E così, di riflesso a queste tendenze, cresce ogni anno il numero di filiali bancarie che chiudono i battenti nelle zone meno frequentate. Sportelli che vengono aggregati l’un l’altro per raggiungere il livello minimo di clienti tale da giustificare la presenza di un ufficio. Al contempo, i locali sfitti divengono oggetto delle cosiddette dismissioni immobiliari: vediamo di cosa si tratta.
Come avvengono le dismissioni immobiliari e quali immobili interessano
Nel momento in cui un istituto di credito comunica la decisione di ridurre il numero di filiali attive in una determinata area geografica, è suo dovere predisporre anche tutte le pratiche che permettano di individuare una nuova destinazione d’uso per i locali che ospitavano gli sportelli.

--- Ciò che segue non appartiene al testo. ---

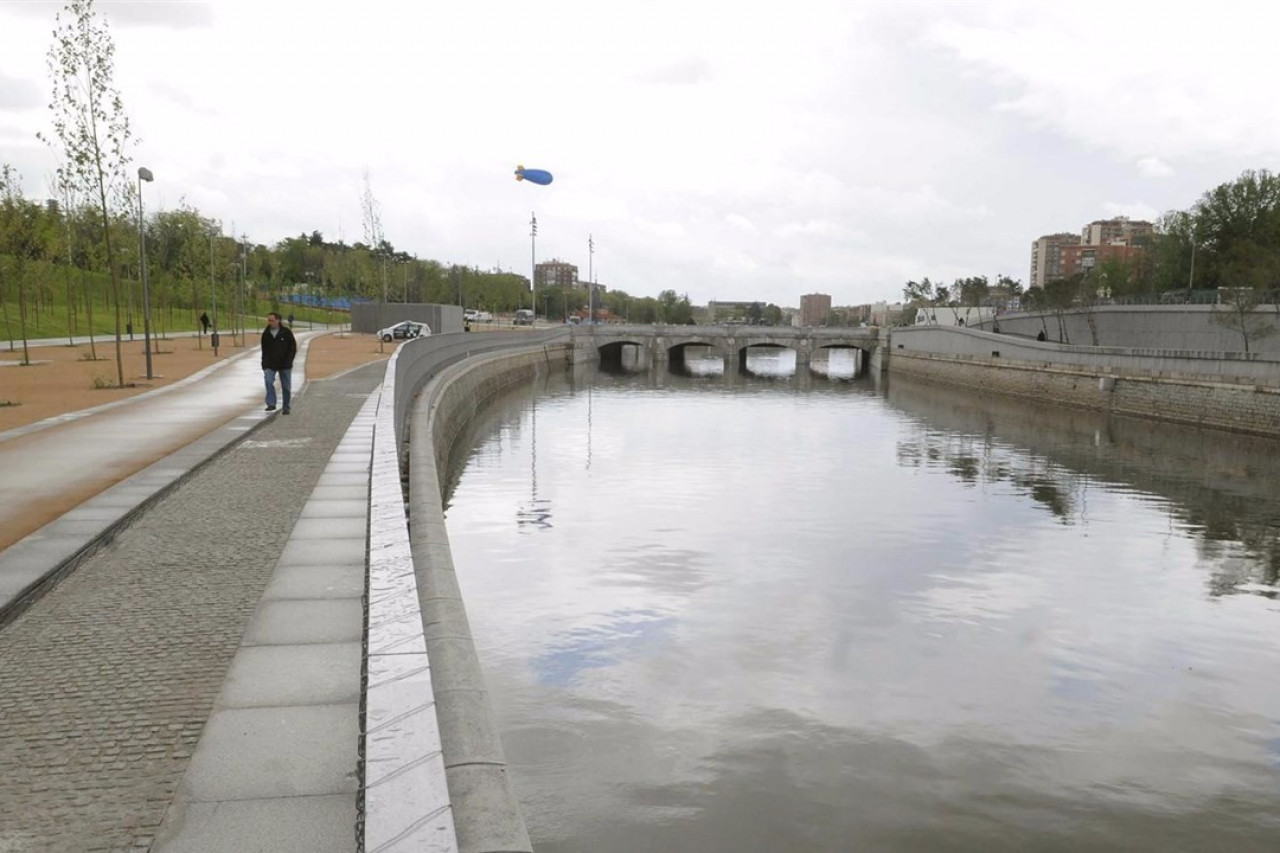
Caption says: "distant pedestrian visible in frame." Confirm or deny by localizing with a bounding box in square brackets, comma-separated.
[262, 311, 298, 415]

Nella stragrande maggioranza dei casi, gli edifici in oggetto sono di proprietà dello stesso ente, che quindi ha tutto l’interesse a valorizzare questo patrimonio immobiliare, evitando che rimanga sfitto e inutilizzato. Ed è qui che vengono praticate le dimissioni immobiliari, ossia delle procedure per individuare nuovi soggetti interessati ad usufruire dei locali divenuti vuoti.
Cosa accade ai locali affitti della Banca
Per il riutilizzo dei fabbricati di proprietà dell’istituto di credito esistono diverse possibilità. Possono essere venduti per intero ad un soggetto interessato che dimostri di avere un progetto di valorizzazione credibile e strutturato. Ma, in assenza di queste condizioni, è possibile anche che la banca decida di cedere separatamente le varie componenti residenziali dell’edificio, collocando diversi soggetti negli spazi che erano adibiti all’attività lavorativa.

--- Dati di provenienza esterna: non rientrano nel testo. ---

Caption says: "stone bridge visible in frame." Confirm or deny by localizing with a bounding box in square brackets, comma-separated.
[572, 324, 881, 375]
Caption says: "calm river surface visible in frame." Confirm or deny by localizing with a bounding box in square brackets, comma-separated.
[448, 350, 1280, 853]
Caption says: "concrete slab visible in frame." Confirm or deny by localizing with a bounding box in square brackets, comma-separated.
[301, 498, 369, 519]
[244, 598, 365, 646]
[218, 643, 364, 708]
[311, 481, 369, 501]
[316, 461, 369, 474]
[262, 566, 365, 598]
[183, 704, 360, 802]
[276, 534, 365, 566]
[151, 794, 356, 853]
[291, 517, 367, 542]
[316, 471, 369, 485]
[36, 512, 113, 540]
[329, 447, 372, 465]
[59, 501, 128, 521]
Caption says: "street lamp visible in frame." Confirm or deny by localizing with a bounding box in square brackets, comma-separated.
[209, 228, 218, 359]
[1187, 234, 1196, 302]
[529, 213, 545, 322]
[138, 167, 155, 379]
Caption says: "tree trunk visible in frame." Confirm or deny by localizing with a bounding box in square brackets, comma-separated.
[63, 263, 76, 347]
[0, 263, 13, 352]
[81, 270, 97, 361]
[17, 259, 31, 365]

Molto meno gettonata è la strada che porta al comodato d’uso dei locali sfitti. Spesso questo tipo di soluzione viene scartata a prescindere, in quanto non porta grandi benefici all’istituto di credito: generalmente l’immobile non aumenta il proprio pregio, la banca non incassa la cifra desiderata e si corre il rischio di dover trovare una nuova destinazione d’uso dopo poco tempo. Sono le stesse criticità che vengono riscontrate per quanto riguarda i contratti d’affitto di questi fabbricati, sempre meno considerati tra le diverse ipotesi possibili.